The skin is under constant renewal whilst frequently being exposed to challenges such as physiochemical disruption and ultraviolet-radiation. How homeostatic control is maintained in the tissue alongside protective mechanisms is poorly understood. Among the basal epithelial cells (EC) is a population of resident intraepithelial lymphocytes (IEL), which provide host-protective immune surveillance (IS). The mouse epidermis is home to a particular IEL termed the dendritic epidermal T cell (DETC). The induction and functions of IS and type 2 immunity at body barrier surfaces remains enigmatic. The aim of this thesis is to investigate the mechanism(s) by which DETC provide IS and maintain epidermal homeostasis.

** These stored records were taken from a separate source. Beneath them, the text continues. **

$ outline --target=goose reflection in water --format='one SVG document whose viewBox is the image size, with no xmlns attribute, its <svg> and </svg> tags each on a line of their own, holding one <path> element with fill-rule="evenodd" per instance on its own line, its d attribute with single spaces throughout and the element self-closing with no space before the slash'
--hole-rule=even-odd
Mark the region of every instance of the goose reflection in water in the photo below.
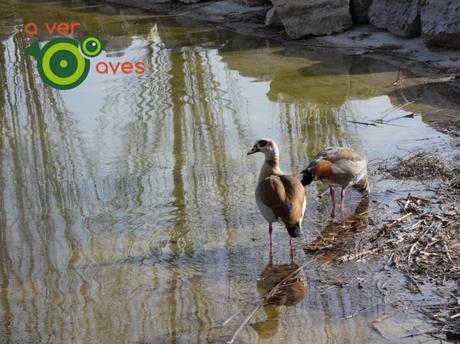
<svg viewBox="0 0 460 344">
<path fill-rule="evenodd" d="M 293 306 L 305 298 L 307 292 L 305 271 L 294 262 L 291 253 L 289 264 L 273 264 L 269 255 L 268 264 L 257 278 L 257 291 L 264 303 L 265 320 L 253 324 L 262 339 L 271 338 L 278 332 L 281 322 L 281 306 Z"/>
</svg>

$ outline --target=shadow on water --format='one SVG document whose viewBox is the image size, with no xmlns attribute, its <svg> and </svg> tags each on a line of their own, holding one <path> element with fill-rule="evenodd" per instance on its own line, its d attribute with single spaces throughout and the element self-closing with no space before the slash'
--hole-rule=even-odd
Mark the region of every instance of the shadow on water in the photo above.
<svg viewBox="0 0 460 344">
<path fill-rule="evenodd" d="M 273 256 L 269 256 L 268 264 L 257 278 L 257 292 L 263 299 L 266 319 L 252 327 L 260 338 L 268 339 L 277 334 L 282 320 L 281 307 L 301 302 L 307 286 L 305 271 L 294 263 L 292 255 L 289 264 L 273 264 Z"/>
</svg>

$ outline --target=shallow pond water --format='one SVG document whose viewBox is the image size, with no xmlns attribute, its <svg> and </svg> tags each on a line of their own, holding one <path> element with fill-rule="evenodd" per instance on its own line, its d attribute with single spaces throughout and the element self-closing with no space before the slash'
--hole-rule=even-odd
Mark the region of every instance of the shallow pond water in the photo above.
<svg viewBox="0 0 460 344">
<path fill-rule="evenodd" d="M 29 21 L 78 21 L 77 38 L 107 40 L 83 84 L 43 84 L 24 53 Z M 262 157 L 245 154 L 257 138 L 278 142 L 290 173 L 327 145 L 371 162 L 449 145 L 420 116 L 437 110 L 420 97 L 428 81 L 381 61 L 78 1 L 1 0 L 0 40 L 2 342 L 225 342 L 264 281 L 294 264 L 281 226 L 269 264 Z M 145 73 L 97 74 L 100 61 L 143 61 Z M 411 87 L 395 86 L 401 76 Z M 395 120 L 357 123 L 379 118 Z M 308 189 L 305 240 L 329 222 L 323 190 Z M 359 197 L 348 201 L 351 216 Z M 313 268 L 295 300 L 261 310 L 237 342 L 386 341 L 372 326 L 388 311 L 379 291 L 322 288 L 322 262 L 300 245 L 293 261 Z M 401 338 L 413 325 L 382 326 Z"/>
</svg>

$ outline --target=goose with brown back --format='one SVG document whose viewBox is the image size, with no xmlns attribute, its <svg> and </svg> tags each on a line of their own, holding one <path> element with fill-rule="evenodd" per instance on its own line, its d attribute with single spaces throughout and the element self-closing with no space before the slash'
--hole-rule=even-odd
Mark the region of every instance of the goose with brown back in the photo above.
<svg viewBox="0 0 460 344">
<path fill-rule="evenodd" d="M 345 190 L 352 186 L 368 194 L 370 191 L 367 161 L 357 150 L 350 147 L 328 147 L 320 151 L 302 172 L 302 184 L 319 180 L 329 185 L 332 200 L 332 216 L 335 215 L 334 187 L 341 187 L 340 213 L 344 218 Z"/>
<path fill-rule="evenodd" d="M 257 140 L 247 154 L 258 152 L 265 155 L 265 161 L 257 182 L 256 202 L 268 222 L 271 249 L 274 222 L 283 223 L 292 238 L 300 235 L 306 204 L 305 190 L 297 178 L 281 171 L 275 141 L 268 138 Z"/>
</svg>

I show that DETC communicate with EC via cytokine IL13. Skin EC are activated by DETC-derived IL13, which enables a canonical EC stress response to various topical challenges. In the absence of IL13, or canonical DETC, the skin is significantly impaired with decreased ability to restore its barrier after insult and increased susceptibility to cutaneous carcinogenesis. Mechanistically, IL13 affected the rate of EC movement through the epidermis, which may explain its importance for epidermal integrity and its suppressive effect on skin carcinogenesis. These findings demonstrate that IL13 acts as a molecular bridge between DETC and EC, and that this interaction provides an integrated local tissue response to perturbation of homeostasis. Finally, I also observed that mice lacking canonical DETC had a reduced ability to repair EC DNA damage following acute carcinogen insult; revealing a hitherto unappreciated aspect of IS.
These data support a critical host-defensive role particularly of type 2 immunity in regulating EC tissue homeostasis in multiple settings. Given the considerable and increasing burden of allergic and malignant disease, these data are highly germane to human medicine, and also contribute healthily to the exciting, nascent field studying allergy-cancer interactions; allergooncology.